We can see that there is a bias-variance tradeoff where a model with lower bias tends to achieve higher variance, and vice versa, in general. To find the optimal model, we need to balance the bias-variance tradeoff and avoid overfitting and underfitting by choosing the model with the right level of complexity. What is difficult about this is that we need to do that without seeing the testing dataset because we choose the model in Step 3: Model Training, before we engage with the testing dataset in Step 4: Model Evaluation.

Cross Validation

The challenge of choosing the model with the right bias for achieving low variance comes up all the time, and ML researchers have been tackling this challenge in multiple ways. One of the ways they came up with is cross-validation.

When choosing the model, we can simply set up a pseudo testing dataset called a validation dataset by taking some portion of the training dataset. Then, we can use metrics on the validation dataset to estimate the variance of the models and choose the one with the lowest estimated variance. However, we want the validation dataset to be representative of the whole dataset, which is difficult to assume given that the validation dataset is just a fraction of the training dataset.

Hence, instead of only using one validation dataset, we divide the training dataset into k small groups, leave each one out for it to be used as a validation dataset to compute metrics, and take the average of the metrics.
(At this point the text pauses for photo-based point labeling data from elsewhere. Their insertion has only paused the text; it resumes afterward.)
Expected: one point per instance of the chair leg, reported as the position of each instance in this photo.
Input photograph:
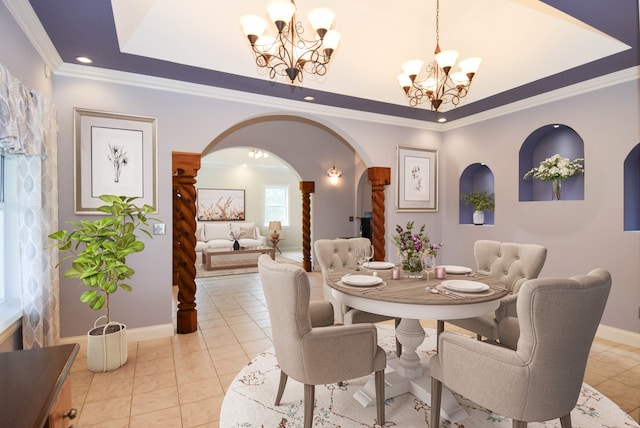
(565, 421)
(398, 344)
(309, 398)
(281, 385)
(379, 380)
(436, 402)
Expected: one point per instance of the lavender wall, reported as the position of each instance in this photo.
(580, 234)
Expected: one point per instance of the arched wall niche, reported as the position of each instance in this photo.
(632, 190)
(476, 177)
(542, 143)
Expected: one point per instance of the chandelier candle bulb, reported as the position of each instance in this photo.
(289, 54)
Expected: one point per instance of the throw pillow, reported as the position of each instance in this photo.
(249, 232)
(200, 232)
(217, 231)
(249, 229)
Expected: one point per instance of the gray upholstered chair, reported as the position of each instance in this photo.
(513, 264)
(541, 378)
(308, 348)
(339, 254)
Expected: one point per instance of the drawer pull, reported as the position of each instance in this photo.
(71, 414)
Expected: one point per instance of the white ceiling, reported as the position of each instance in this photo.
(519, 41)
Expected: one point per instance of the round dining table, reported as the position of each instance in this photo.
(412, 300)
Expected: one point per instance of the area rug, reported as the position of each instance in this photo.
(249, 401)
(201, 272)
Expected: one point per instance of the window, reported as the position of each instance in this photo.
(276, 204)
(2, 234)
(10, 293)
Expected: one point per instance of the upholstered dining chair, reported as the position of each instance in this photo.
(308, 348)
(513, 264)
(539, 378)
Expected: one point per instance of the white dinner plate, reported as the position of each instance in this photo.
(465, 286)
(378, 265)
(361, 280)
(457, 270)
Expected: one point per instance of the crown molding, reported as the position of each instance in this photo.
(28, 21)
(187, 88)
(30, 25)
(601, 82)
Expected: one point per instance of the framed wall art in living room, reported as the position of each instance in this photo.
(220, 204)
(114, 154)
(417, 180)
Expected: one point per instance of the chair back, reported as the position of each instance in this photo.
(287, 292)
(337, 253)
(512, 263)
(558, 319)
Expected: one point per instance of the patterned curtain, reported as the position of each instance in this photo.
(28, 129)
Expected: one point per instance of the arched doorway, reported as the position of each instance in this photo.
(311, 148)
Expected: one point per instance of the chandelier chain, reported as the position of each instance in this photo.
(440, 85)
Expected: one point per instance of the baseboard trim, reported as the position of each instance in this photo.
(625, 337)
(133, 335)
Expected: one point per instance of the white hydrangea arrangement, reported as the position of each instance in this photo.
(556, 167)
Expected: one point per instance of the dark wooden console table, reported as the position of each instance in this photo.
(36, 389)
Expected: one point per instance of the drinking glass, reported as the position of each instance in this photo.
(359, 254)
(368, 253)
(428, 265)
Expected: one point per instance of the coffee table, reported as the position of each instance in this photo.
(226, 258)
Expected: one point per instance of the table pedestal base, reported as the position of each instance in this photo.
(420, 387)
(408, 375)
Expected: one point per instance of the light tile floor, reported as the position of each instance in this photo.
(181, 381)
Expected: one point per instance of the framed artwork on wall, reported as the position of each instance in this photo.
(220, 204)
(115, 154)
(417, 180)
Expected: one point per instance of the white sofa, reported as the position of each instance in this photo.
(218, 235)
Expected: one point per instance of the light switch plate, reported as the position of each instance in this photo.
(158, 229)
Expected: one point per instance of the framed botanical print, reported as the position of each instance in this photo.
(115, 154)
(417, 179)
(220, 204)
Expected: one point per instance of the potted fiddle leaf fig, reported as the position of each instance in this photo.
(99, 249)
(480, 201)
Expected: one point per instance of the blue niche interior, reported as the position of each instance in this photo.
(632, 190)
(476, 177)
(541, 144)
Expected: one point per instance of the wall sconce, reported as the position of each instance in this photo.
(334, 173)
(275, 226)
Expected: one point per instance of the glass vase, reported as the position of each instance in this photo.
(556, 185)
(412, 267)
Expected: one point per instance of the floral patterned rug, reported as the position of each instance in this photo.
(249, 401)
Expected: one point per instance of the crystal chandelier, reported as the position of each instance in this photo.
(440, 85)
(289, 54)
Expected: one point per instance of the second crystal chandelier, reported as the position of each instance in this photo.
(440, 85)
(289, 54)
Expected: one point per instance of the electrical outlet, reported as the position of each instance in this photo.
(158, 229)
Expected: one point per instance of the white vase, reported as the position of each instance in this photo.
(106, 350)
(478, 217)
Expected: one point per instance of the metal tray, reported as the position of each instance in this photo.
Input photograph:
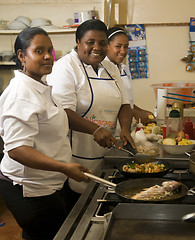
(150, 221)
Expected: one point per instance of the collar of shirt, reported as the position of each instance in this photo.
(39, 86)
(75, 55)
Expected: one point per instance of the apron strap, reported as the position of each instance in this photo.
(2, 177)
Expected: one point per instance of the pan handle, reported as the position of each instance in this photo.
(100, 180)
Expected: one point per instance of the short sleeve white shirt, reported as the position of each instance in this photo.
(70, 84)
(30, 116)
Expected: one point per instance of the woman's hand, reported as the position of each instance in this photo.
(105, 138)
(76, 172)
(126, 137)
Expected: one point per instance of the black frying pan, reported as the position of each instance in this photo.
(145, 175)
(125, 190)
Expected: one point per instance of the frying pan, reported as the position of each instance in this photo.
(125, 190)
(145, 175)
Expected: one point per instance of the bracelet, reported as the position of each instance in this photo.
(96, 130)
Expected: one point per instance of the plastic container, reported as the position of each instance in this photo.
(188, 128)
(139, 125)
(179, 88)
(174, 124)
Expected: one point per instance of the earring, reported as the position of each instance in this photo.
(24, 67)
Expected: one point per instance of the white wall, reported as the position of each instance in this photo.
(166, 45)
(60, 12)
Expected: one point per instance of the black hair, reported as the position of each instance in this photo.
(93, 24)
(23, 41)
(113, 32)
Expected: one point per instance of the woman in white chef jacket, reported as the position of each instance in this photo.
(37, 155)
(118, 43)
(93, 96)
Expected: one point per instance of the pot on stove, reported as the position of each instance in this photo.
(192, 163)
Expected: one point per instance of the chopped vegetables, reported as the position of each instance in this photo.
(169, 141)
(172, 141)
(144, 168)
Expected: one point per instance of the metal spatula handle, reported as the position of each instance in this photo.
(100, 180)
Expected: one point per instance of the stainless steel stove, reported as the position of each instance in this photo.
(91, 216)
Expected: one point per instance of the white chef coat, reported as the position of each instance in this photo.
(30, 116)
(127, 81)
(75, 86)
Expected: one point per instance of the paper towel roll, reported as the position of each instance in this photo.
(161, 104)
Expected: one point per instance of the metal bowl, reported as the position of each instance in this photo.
(177, 149)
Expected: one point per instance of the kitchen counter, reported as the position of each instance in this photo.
(86, 221)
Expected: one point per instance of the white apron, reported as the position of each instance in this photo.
(127, 85)
(103, 110)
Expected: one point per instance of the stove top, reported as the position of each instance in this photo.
(91, 215)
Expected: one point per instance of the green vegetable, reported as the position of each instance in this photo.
(169, 141)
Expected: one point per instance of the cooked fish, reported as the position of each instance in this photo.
(157, 192)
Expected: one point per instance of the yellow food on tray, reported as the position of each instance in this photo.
(185, 141)
(144, 168)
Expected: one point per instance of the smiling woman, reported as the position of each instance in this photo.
(37, 153)
(92, 94)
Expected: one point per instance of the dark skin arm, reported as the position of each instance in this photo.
(103, 137)
(125, 118)
(31, 158)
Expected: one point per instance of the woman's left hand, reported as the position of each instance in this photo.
(126, 137)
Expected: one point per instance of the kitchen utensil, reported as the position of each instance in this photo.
(188, 58)
(142, 175)
(182, 95)
(139, 157)
(176, 149)
(192, 163)
(190, 217)
(180, 99)
(134, 186)
(175, 87)
(132, 221)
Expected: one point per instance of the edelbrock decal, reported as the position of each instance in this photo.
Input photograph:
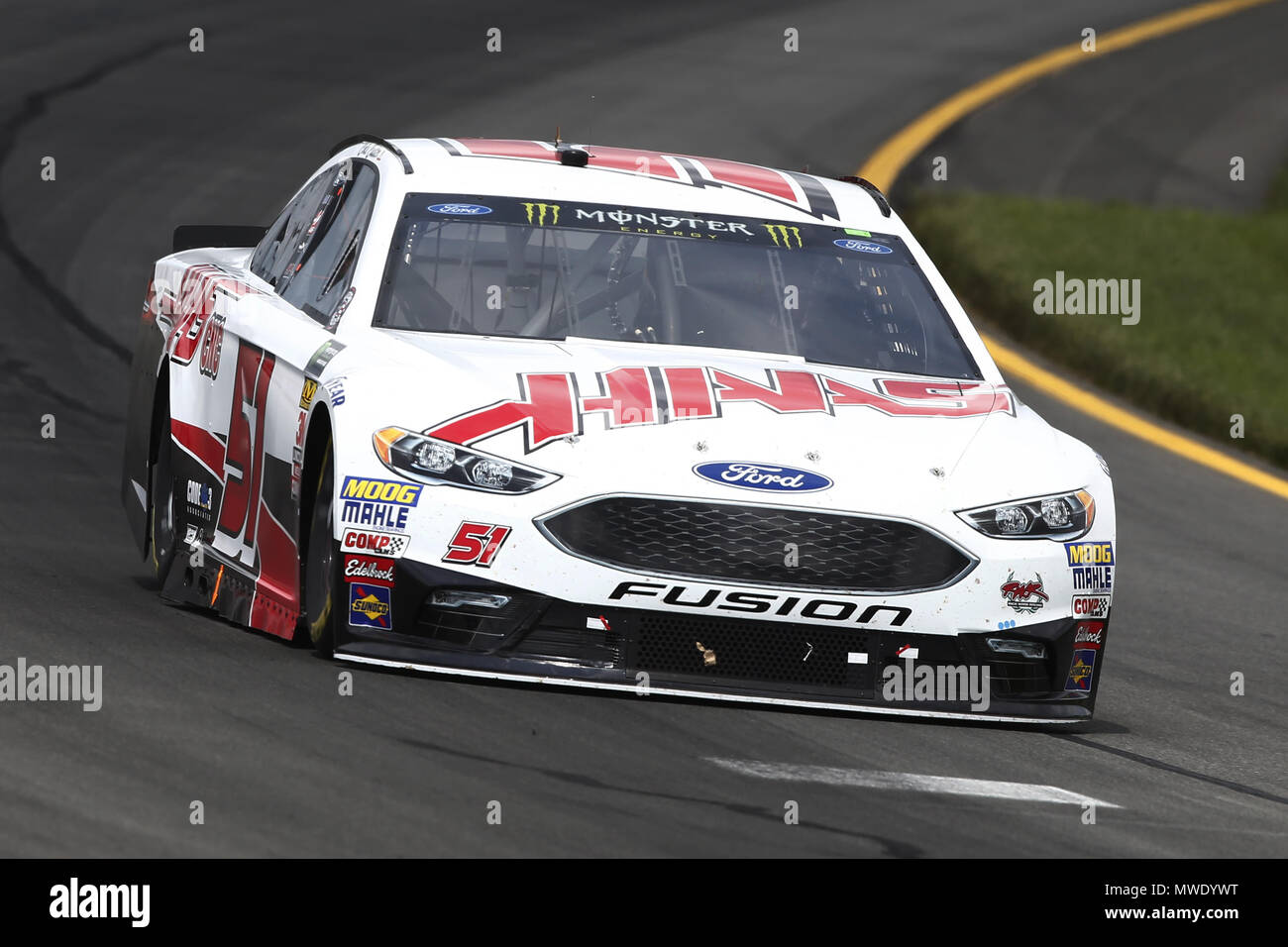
(768, 476)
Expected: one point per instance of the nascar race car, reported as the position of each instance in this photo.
(613, 419)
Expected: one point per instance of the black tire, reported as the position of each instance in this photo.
(162, 535)
(321, 565)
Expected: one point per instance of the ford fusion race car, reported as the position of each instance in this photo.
(613, 419)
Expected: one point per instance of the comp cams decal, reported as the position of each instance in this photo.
(550, 405)
(386, 544)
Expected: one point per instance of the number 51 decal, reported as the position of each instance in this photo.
(477, 544)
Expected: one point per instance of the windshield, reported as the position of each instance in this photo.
(503, 265)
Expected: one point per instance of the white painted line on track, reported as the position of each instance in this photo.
(913, 783)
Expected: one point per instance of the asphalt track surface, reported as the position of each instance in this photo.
(1154, 124)
(147, 134)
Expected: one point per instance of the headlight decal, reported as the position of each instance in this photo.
(1052, 517)
(432, 460)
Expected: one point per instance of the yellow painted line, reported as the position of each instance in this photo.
(887, 161)
(1016, 365)
(883, 167)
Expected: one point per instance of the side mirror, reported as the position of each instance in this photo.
(192, 236)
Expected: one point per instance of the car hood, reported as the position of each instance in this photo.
(881, 453)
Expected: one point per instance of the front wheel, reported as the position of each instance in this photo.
(320, 565)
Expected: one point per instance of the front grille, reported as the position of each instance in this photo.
(758, 545)
(750, 650)
(1018, 677)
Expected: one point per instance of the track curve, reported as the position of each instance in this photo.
(149, 134)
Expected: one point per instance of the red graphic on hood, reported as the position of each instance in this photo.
(550, 406)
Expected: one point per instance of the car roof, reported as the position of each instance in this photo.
(634, 176)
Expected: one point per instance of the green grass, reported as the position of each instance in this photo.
(1212, 338)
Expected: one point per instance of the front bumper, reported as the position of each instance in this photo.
(540, 639)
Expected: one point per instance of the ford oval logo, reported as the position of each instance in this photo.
(460, 209)
(772, 476)
(863, 247)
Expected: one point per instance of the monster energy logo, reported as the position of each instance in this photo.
(537, 213)
(782, 235)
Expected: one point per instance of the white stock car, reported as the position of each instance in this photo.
(613, 419)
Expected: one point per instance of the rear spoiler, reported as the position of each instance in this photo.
(193, 236)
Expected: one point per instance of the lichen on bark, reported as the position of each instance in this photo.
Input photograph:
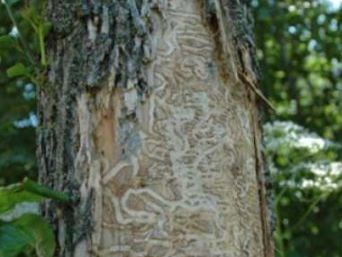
(138, 120)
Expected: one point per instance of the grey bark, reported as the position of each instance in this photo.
(149, 116)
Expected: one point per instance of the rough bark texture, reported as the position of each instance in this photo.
(150, 118)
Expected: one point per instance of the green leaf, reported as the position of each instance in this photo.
(42, 190)
(18, 69)
(35, 227)
(12, 2)
(14, 194)
(12, 240)
(28, 231)
(7, 41)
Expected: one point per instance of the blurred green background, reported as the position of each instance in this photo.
(299, 50)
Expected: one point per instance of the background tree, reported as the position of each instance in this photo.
(299, 49)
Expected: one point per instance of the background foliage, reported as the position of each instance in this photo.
(299, 49)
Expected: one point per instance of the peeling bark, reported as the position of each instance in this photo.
(146, 119)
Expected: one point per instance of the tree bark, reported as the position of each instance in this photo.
(149, 117)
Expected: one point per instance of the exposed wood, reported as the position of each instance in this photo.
(145, 118)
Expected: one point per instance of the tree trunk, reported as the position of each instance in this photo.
(149, 117)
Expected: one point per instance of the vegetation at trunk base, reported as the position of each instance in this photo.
(299, 46)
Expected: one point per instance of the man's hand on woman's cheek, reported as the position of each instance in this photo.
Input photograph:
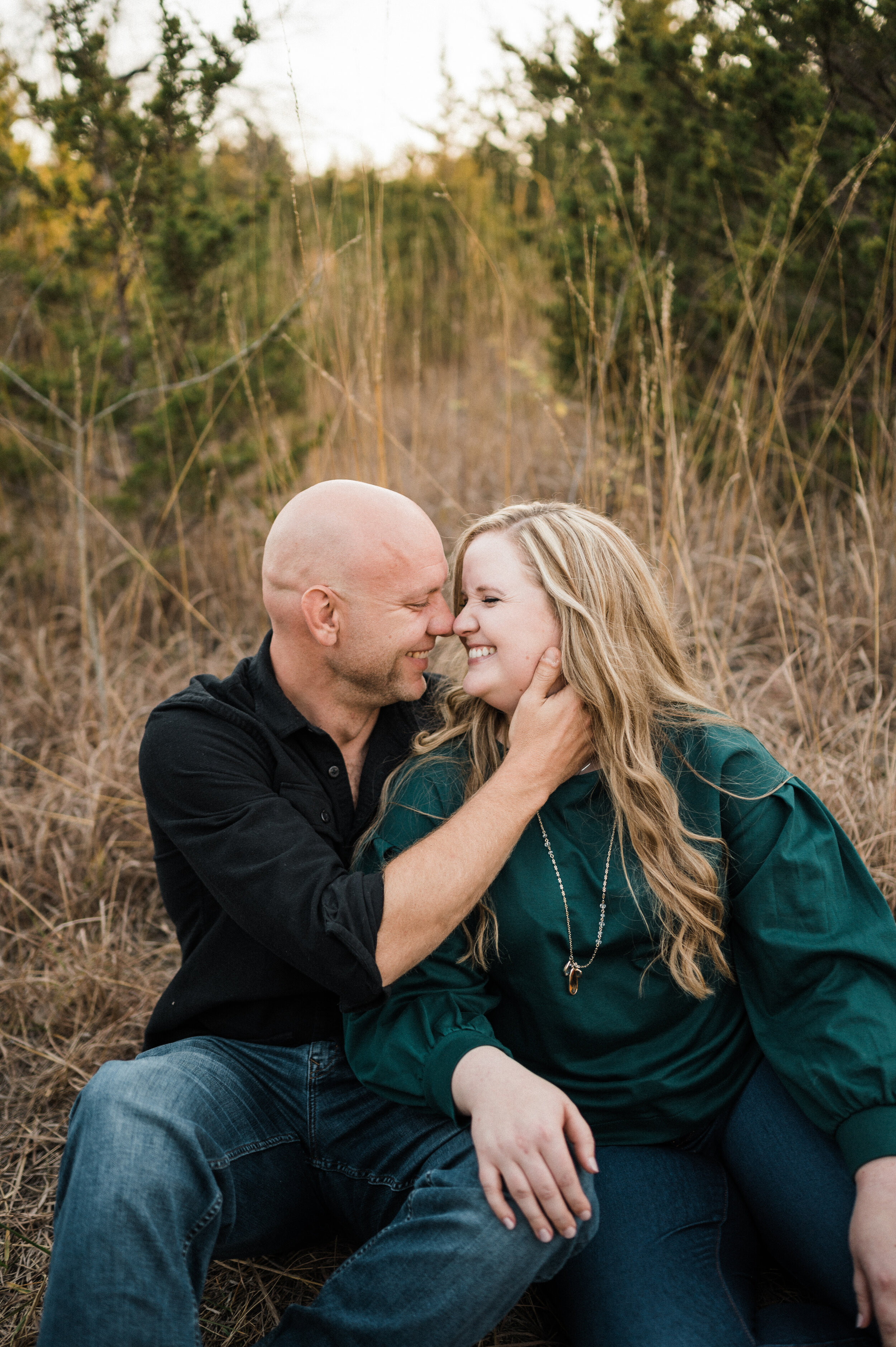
(523, 1129)
(553, 731)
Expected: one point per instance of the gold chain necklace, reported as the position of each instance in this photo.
(572, 969)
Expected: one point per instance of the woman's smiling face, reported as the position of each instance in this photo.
(506, 623)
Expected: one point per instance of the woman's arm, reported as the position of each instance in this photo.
(523, 1128)
(872, 1242)
(816, 953)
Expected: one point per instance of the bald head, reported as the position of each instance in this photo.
(352, 581)
(347, 537)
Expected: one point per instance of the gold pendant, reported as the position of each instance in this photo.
(573, 972)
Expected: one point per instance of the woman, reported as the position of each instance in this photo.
(683, 953)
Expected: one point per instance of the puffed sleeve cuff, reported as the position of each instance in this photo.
(868, 1136)
(441, 1064)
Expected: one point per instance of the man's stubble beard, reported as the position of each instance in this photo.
(376, 685)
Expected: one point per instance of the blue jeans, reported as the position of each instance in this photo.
(683, 1229)
(212, 1148)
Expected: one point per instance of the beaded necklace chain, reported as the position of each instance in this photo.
(573, 970)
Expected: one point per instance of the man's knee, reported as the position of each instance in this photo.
(454, 1198)
(123, 1129)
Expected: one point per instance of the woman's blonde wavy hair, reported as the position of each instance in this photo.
(621, 655)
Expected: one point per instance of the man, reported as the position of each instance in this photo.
(240, 1131)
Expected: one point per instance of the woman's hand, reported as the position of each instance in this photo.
(872, 1242)
(521, 1127)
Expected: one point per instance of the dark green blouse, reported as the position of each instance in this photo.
(809, 936)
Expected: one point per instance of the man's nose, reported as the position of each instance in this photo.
(464, 623)
(441, 621)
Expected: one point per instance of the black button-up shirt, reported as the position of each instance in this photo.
(254, 826)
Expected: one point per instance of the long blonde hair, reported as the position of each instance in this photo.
(621, 655)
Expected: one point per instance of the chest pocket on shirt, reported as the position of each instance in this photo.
(316, 807)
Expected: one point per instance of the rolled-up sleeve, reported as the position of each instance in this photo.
(211, 801)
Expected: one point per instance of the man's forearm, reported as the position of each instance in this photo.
(433, 886)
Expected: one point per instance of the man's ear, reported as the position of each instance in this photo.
(321, 615)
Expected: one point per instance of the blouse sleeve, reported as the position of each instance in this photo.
(408, 1047)
(814, 949)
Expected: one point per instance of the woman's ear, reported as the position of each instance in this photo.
(321, 615)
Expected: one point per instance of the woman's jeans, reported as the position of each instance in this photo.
(212, 1148)
(685, 1230)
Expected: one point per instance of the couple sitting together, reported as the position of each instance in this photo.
(550, 976)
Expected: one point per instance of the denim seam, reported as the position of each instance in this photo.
(190, 1236)
(201, 1224)
(349, 1172)
(251, 1148)
(719, 1264)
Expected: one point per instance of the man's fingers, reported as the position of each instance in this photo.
(546, 673)
(863, 1298)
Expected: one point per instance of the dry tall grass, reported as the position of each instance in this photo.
(783, 578)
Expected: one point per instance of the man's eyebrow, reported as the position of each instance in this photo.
(422, 594)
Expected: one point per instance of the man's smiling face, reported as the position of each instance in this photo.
(389, 626)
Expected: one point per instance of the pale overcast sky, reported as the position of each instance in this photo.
(366, 71)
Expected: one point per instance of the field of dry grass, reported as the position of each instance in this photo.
(783, 578)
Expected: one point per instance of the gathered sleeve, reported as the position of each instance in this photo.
(814, 949)
(408, 1048)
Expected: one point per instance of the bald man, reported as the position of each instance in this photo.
(240, 1129)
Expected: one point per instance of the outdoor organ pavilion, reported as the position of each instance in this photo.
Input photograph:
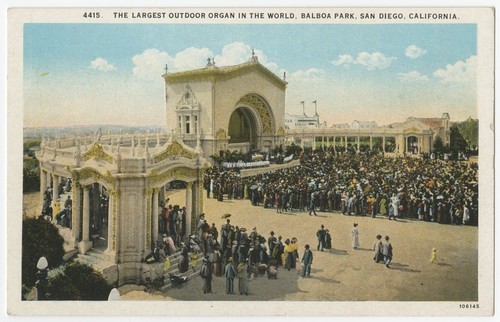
(209, 110)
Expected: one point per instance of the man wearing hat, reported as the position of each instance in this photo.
(206, 275)
(321, 237)
(230, 273)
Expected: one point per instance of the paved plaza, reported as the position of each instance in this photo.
(344, 273)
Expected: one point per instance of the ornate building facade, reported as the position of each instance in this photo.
(132, 172)
(240, 107)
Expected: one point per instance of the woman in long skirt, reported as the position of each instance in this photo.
(355, 236)
(289, 263)
(243, 278)
(206, 275)
(217, 262)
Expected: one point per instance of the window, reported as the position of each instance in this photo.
(187, 124)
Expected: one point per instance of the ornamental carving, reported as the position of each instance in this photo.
(96, 176)
(221, 134)
(182, 173)
(175, 149)
(97, 152)
(413, 129)
(188, 100)
(258, 104)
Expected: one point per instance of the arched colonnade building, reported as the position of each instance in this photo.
(414, 136)
(132, 171)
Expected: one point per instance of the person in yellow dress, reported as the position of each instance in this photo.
(57, 207)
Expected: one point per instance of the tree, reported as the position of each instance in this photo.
(40, 238)
(31, 174)
(78, 282)
(470, 131)
(457, 141)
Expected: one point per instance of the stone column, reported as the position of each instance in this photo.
(55, 188)
(189, 209)
(147, 237)
(76, 211)
(48, 179)
(43, 184)
(111, 205)
(156, 206)
(86, 243)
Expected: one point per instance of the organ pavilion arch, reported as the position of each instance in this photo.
(239, 107)
(132, 171)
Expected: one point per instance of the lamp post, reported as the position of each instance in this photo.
(114, 295)
(41, 284)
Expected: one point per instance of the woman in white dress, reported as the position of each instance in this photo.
(355, 236)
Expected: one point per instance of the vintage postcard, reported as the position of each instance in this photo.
(257, 161)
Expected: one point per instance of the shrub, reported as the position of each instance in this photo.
(40, 238)
(78, 282)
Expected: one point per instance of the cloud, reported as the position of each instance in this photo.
(151, 63)
(413, 76)
(238, 53)
(369, 61)
(460, 72)
(235, 53)
(101, 64)
(343, 60)
(191, 58)
(311, 74)
(374, 61)
(413, 51)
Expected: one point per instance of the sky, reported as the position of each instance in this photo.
(80, 74)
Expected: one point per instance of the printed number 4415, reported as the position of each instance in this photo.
(92, 15)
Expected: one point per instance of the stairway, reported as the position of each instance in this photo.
(174, 269)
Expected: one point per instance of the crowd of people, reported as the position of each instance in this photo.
(362, 184)
(234, 252)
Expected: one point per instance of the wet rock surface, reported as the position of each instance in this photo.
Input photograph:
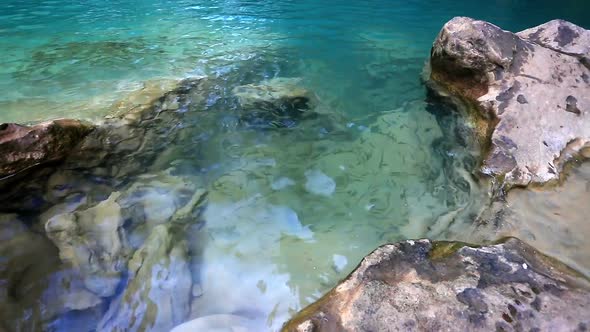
(529, 92)
(23, 147)
(449, 286)
(274, 103)
(156, 297)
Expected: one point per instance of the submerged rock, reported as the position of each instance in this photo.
(274, 103)
(93, 242)
(449, 286)
(23, 147)
(157, 295)
(530, 93)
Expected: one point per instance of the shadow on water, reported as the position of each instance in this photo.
(296, 195)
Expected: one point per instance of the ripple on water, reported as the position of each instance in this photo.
(291, 211)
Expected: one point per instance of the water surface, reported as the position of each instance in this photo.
(290, 211)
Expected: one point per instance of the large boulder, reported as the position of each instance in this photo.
(449, 286)
(22, 147)
(530, 93)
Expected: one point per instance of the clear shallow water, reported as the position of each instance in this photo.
(290, 212)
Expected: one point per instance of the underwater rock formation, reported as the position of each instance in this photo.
(275, 103)
(93, 242)
(156, 297)
(450, 286)
(23, 147)
(529, 92)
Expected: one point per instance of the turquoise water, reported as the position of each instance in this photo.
(289, 212)
(65, 58)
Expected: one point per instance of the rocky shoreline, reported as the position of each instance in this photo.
(81, 189)
(528, 95)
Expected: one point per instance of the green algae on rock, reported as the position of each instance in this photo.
(498, 287)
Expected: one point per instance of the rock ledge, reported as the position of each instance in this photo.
(531, 89)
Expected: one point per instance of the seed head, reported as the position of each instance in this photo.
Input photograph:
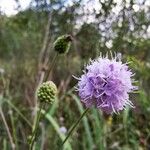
(47, 92)
(62, 44)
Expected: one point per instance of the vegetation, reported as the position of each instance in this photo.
(26, 45)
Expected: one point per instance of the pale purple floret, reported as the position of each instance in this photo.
(106, 84)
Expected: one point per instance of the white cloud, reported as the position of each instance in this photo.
(9, 7)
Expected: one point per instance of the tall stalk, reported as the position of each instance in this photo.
(75, 125)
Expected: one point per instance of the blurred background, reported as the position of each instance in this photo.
(27, 32)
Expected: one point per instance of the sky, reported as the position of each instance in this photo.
(9, 6)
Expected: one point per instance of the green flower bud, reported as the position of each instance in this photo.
(47, 92)
(62, 44)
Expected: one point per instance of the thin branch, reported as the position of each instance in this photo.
(7, 129)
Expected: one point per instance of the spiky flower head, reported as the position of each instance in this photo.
(47, 92)
(62, 44)
(106, 84)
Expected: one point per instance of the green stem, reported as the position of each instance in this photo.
(36, 127)
(51, 66)
(74, 126)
This way, we can utilize the training dataset fully and have a better estimate of the variance of the model. This method is called k-fold cross-validation.

Even then, we might see groups with only one class when the dataset is imbalanced. In such a case, we can use stratified k-fold cross-validation, where we put at least one data point from each class in every group. You can also use shuffle split cross-validation, where you allow the same data to be randomly picked in more than one group so that cross-validation can be performed even when the training dataset is small.

Code Implementation

Let's see cross-validation in action. Here, I will be using the Iris dataset, and the task is to predict the iris species. Now, we have three cadidate models to choose from.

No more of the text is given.